Wal-Mart entered the sustainability space, as techno-geeks like to say, in 2006. The decision was prompted by PR needs in response to bed press and lawsuits about their business and human resource practices. The company realized that it wasn’t just good press, it was good business. Last year Wal-Mart saved over $2 million through their recycling initiatives. Chris’ sustainability group is involved in the full spectrum of Wal-Mart decisions, from production to transportation to bricks and mortar stores to online growth.
Chris is particularly interested in agriculture. “Agriculture is the root of economic development. Economic development is the root of all international relationships.” A recent project centered around erecting tents over grape fields in the Sonoran desert. Producers increased their yield and reduced water.

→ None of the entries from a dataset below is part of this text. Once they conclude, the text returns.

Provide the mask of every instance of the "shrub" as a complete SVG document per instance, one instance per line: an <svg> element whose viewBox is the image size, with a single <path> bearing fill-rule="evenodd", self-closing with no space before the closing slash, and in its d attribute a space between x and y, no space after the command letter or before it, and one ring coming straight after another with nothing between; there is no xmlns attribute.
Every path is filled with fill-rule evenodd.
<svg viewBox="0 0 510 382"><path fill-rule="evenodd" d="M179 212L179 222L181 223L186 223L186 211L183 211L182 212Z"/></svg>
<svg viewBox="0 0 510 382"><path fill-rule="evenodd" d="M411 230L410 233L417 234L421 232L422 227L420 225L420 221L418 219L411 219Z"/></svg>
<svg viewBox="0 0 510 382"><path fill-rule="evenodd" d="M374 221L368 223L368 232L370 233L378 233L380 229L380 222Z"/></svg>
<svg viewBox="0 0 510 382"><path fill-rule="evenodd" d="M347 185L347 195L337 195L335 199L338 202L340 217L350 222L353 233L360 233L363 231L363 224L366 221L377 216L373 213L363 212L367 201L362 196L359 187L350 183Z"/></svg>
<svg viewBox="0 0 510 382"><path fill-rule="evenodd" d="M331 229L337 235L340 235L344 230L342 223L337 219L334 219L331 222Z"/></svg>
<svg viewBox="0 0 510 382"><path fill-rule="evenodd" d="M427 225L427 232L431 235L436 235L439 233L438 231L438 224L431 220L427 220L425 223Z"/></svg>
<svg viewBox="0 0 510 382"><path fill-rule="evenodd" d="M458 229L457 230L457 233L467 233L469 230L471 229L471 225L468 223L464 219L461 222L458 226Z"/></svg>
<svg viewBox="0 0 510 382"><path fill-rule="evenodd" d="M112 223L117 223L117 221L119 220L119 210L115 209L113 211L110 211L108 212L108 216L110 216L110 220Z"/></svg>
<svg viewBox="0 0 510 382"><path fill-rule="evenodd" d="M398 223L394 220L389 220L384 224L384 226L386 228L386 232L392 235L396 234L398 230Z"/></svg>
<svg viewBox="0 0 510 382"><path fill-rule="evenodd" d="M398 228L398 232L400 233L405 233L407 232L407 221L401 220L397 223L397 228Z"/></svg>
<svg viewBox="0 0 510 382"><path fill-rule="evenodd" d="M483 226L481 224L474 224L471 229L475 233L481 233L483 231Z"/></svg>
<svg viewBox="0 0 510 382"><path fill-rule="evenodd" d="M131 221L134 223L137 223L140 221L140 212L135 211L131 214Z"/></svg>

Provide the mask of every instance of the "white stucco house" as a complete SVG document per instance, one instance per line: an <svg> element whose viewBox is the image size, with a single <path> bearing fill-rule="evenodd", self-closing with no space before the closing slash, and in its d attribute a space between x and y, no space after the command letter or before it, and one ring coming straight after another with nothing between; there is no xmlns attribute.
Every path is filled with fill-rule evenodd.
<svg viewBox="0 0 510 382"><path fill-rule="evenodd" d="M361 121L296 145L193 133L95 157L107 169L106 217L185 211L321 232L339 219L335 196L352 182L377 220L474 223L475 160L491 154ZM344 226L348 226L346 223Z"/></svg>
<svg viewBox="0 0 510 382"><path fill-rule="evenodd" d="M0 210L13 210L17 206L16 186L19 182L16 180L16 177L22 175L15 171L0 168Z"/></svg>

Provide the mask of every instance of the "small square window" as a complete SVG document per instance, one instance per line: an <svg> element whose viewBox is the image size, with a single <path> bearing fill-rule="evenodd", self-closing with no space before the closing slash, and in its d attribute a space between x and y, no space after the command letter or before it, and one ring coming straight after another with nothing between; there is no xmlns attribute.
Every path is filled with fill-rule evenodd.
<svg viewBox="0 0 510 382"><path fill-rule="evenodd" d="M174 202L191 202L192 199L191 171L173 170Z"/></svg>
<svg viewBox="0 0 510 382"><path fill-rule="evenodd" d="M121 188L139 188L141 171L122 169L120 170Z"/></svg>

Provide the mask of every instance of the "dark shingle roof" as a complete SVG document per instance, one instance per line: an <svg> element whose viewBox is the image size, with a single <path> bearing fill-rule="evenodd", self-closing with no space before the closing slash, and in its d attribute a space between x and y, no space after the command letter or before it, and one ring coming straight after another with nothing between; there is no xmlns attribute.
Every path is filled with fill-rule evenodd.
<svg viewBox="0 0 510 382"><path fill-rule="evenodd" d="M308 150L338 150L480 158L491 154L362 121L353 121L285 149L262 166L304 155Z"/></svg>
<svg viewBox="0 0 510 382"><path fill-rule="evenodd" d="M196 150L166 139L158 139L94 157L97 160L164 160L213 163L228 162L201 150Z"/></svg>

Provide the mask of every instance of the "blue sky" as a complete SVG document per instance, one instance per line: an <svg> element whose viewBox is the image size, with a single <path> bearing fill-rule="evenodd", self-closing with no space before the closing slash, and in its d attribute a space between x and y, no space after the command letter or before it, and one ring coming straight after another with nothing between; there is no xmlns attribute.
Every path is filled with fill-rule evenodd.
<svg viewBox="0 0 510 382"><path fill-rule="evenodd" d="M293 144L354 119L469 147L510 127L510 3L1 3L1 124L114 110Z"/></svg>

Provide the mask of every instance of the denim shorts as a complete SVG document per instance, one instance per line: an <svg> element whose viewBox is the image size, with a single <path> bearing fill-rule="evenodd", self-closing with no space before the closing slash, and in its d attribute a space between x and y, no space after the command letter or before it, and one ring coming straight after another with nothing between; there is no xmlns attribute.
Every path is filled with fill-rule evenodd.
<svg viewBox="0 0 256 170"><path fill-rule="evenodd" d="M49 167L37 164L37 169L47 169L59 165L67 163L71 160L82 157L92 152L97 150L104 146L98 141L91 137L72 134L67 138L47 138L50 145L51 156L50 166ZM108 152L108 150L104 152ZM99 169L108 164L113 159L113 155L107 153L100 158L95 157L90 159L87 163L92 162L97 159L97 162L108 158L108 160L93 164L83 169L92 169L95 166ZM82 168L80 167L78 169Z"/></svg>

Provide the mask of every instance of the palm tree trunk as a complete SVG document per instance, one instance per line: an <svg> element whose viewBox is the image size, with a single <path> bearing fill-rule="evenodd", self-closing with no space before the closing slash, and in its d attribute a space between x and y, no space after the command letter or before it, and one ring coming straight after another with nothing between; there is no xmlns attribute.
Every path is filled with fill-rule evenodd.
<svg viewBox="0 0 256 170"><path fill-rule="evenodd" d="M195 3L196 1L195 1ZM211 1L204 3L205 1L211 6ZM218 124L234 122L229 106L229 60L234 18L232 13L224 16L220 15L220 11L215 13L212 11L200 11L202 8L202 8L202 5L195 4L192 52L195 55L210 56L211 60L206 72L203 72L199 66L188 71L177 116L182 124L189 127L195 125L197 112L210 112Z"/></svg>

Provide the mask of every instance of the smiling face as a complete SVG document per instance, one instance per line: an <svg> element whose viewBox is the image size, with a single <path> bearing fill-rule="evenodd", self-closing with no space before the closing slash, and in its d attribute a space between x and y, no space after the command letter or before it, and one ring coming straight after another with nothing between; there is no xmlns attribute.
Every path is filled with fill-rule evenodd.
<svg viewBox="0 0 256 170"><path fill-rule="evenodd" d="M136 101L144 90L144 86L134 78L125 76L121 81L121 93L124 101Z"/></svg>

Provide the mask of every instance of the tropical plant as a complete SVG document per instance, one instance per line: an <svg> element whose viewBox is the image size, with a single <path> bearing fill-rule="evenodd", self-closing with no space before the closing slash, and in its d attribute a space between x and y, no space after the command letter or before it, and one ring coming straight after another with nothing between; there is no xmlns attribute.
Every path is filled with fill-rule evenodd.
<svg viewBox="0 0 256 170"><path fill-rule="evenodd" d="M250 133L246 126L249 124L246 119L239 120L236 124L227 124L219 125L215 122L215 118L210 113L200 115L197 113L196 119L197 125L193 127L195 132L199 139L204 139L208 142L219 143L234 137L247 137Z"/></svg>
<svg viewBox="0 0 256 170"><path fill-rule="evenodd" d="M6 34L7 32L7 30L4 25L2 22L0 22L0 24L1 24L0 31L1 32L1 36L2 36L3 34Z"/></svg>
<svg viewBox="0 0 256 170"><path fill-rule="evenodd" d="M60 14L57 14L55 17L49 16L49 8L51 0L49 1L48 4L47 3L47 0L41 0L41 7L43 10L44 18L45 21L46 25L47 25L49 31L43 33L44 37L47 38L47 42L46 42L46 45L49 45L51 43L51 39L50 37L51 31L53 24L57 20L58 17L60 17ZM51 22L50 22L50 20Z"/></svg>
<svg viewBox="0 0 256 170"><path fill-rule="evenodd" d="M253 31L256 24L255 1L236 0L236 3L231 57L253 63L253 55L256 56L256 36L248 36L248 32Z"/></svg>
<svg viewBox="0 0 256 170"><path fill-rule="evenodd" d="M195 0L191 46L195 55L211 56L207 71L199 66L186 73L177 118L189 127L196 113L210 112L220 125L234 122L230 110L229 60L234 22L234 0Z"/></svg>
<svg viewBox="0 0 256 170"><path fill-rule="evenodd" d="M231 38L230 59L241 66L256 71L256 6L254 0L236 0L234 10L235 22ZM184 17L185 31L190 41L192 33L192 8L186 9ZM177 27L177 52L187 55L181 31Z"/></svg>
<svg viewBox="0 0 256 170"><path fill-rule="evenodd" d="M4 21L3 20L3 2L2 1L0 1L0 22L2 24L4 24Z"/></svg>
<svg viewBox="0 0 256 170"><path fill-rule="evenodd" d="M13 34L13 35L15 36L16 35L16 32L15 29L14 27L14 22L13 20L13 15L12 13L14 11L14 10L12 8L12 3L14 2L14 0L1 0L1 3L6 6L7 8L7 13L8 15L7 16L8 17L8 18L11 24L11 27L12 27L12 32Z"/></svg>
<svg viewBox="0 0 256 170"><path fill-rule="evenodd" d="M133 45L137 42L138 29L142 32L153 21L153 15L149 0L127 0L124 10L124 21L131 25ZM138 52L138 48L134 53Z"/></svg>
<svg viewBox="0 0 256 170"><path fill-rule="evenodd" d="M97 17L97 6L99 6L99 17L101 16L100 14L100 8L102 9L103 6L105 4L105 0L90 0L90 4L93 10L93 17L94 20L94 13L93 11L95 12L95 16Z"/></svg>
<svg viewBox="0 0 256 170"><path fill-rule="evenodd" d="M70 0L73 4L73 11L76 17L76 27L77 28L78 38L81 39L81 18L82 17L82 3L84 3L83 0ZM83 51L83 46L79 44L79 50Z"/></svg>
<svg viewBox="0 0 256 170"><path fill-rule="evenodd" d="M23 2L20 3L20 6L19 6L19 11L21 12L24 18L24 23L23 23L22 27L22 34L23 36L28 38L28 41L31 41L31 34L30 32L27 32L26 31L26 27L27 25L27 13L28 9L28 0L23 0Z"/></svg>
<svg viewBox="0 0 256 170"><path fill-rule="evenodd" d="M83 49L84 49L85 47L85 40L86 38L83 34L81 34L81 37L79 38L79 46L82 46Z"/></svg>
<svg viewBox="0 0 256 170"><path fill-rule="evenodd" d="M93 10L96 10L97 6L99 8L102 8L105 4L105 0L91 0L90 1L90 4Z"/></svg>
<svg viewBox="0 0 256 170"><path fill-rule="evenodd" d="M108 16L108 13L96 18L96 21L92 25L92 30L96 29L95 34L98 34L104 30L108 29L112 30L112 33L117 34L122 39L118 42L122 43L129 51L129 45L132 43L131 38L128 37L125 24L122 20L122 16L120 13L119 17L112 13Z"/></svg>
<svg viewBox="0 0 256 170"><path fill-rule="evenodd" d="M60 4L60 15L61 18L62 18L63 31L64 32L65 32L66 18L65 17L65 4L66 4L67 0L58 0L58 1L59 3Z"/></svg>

Chris grew up in Searcy AR, son of a theology professor. He pulled away from his original church. “Like most religions it was too much about what not to do rather than what to do.” He has a penchant for action and believes in the power of big solutions. He believes that government, as well as big business, can be positive. “FDR’s first 100 days illustrate how the federal government can be a force for good. It counters the prevalent notion that government is bad. I feel that this election, we have torn at the fabric of our society. If everyone had the opportunity to visit the FDR library, it would affect their perspective. It might not change their minds, but it could.”
Die-hard environmentalists scoff at Wal-Marts sustainability initiative – people in Arkansas shouldn’t be eating Mexican grapes not matter how efficiently grown – and climate change deniers reject it from the other end of the spectrum. But if we are going to sustain seven or nine billion people on this planet, we’re not going to do it without large centralized organizations. In this country, that means big business. Wal-Mart is the biggest of the big businesses. Being more sustainable may not be enough to stem the tide of environmental degradation, but it’s the right direction.\
How will we live tomorrow?
“We will live in an even more unequal society but the inequality will be post-human. Bill Gates will have an implant that gives him capacities that will not be available to everyone.”
“I work in sustainability. How will we feed nine billion people in 2050? We are already using 1.5 times the earth’s resources. And now people aren’t content with grain, they want milk and meat. Today, there are 800 million people who are undernourished. The inequality will create even more undernourished people.
“I like the movie, HER. There is a scene where everyone puts down their device and rediscovers each other. We will get to the point where we break through the noise of technology. We will seek contentment. We will decide that media is not free and pay to cut through the noise.”